Documentation

OCR Endpoint

Extract clean text from image URLs — fast, simple, and free to use.

Overview

The OCR endpoint wraps a slim Tesseract 5 CLI.
Provide public image URLs; receive an array of { url, text } objects. No keys, no persistent storage.

Key Features

  • JPEG & PNG up to 5 MB
  • Auto‑unwraps Google‑Images redirect links
  • Batch up to 10 images per request
  • note field when no text is detected

How it Works

  1. Stream the image from its URL.
  2. Convert to lossless PNG in memory.
  3. Run Tesseract (page‑seg‑mode 6).
  4. Trim whitespace and return UTF‑8 text.

Endpoint

MethodPathDescription
POST/api/v1/jsonsheet/ocrReturns plain text for every image URL

Request Payload

Content‑Type: application/json

{
  "urls": [
    "https://cdn.example.com/banner.jpg",
    "https://i.imgur.com/quote.png"
  ]
}

Rules

  • Max 10 URLs per call.
  • Accepted: .jpg, .jpeg, .png.
  • 5 MB hard limit per image.

Typical Response

{
  "results": [
    {
      "url":  "https://cdn.example.com/banner.jpg",
      "text": "Coffee is always a good idea"
    },
    {
      "url":  "https://i.imgur.com/quote.png",
      "text": null,
      "note": "No text found. Ensure image has readable characters."
    }
  ]
}

Error Responses

StatusMessageReason / Fix
400Invalid bodyurls must be a non‑empty HTTPS array
413Image too largeReduce file below 5 MB
429Too Many RequestsRate‑limit exceeded – wait ≤ 60 s
500Tesseract errorCorrupted or unsupported image

Quick‑Start Snippets

Shell (cURL)

curl -X POST https://api.jsonsheet.com/api/v1/jsonsheet/ocr \
  -H "Content-Type: application/json" \
  -d '{"urls":["https://i.imgur.com/hello.png"]}'

JavaScript (Fetch)

await fetch("https://api.jsonsheet.com/api/v1/jsonsheet/ocr", {
  method: "POST",
  headers: {"Content-Type":"application/json"},
  body: JSON.stringify({ urls: [imgUrl] })
}).then(r => r.json()).then(console.log);

Python

import requests, json, pprint
payload = {"urls": ["https://i.imgur.com/hello.png"]}
r = requests.post(
  "https://api.jsonsheet.com/api/v1/jsonsheet/ocr",
  json=payload, timeout=30)
pprint.pprint(r.json())

C#

var body = new StringContent(
  JsonSerializer.Serialize(new { urls = new[] { imgUrl } }),
  Encoding.UTF8, "application/json");

using var hc = new HttpClient();
var resp = await hc.PostAsync(
  "https://api.jsonsheet.com/api/v1/jsonsheet/ocr", body);

Console.WriteLine(await resp.Content.ReadAsStringAsync());

Go

payload := map[string][]string{"urls": {imgURL}}
buf, _ := json.Marshal(payload)

req, _ := http.NewRequest("POST",
  "https://api.jsonsheet.com/api/v1/jsonsheet/ocr",
  bytes.NewReader(buf))
req.Header.Set("Content-Type", "application/json")

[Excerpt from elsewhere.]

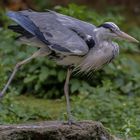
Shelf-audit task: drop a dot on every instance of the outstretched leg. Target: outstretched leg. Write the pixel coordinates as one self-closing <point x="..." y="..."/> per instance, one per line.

resp, _ := http.DefaultClient.Do(req)

Rate Limits

  • 50 requests / minute
  • 2 000 requests / day

FAQ

  • Do I need an API key? Nope. The OCR endpoint is completely open and stateless just POST your image URLs.
  • Is my picture stored? Never. Each image is streamed, processed in memory, then discarded. Nothing is written to disk except a short‑lived temp file and that is deleted before the response is sent.
  • What languages are recognised? Currently English. Additional .traineddata files (Spanish, French, German, Sinhala, Tamil) are on the roadmap and will roll out without breaking changes.
  • Hand‑written notes? Basic handwriting works sometimes but accuracy is low. For production‑grade handwriting recognition consider a specialised model such as Azure Cognitive Vision or Google Vision.
  • Can I OCR PDFs? Not yet. Multi‑page PDF → text is planned for Q3 2025.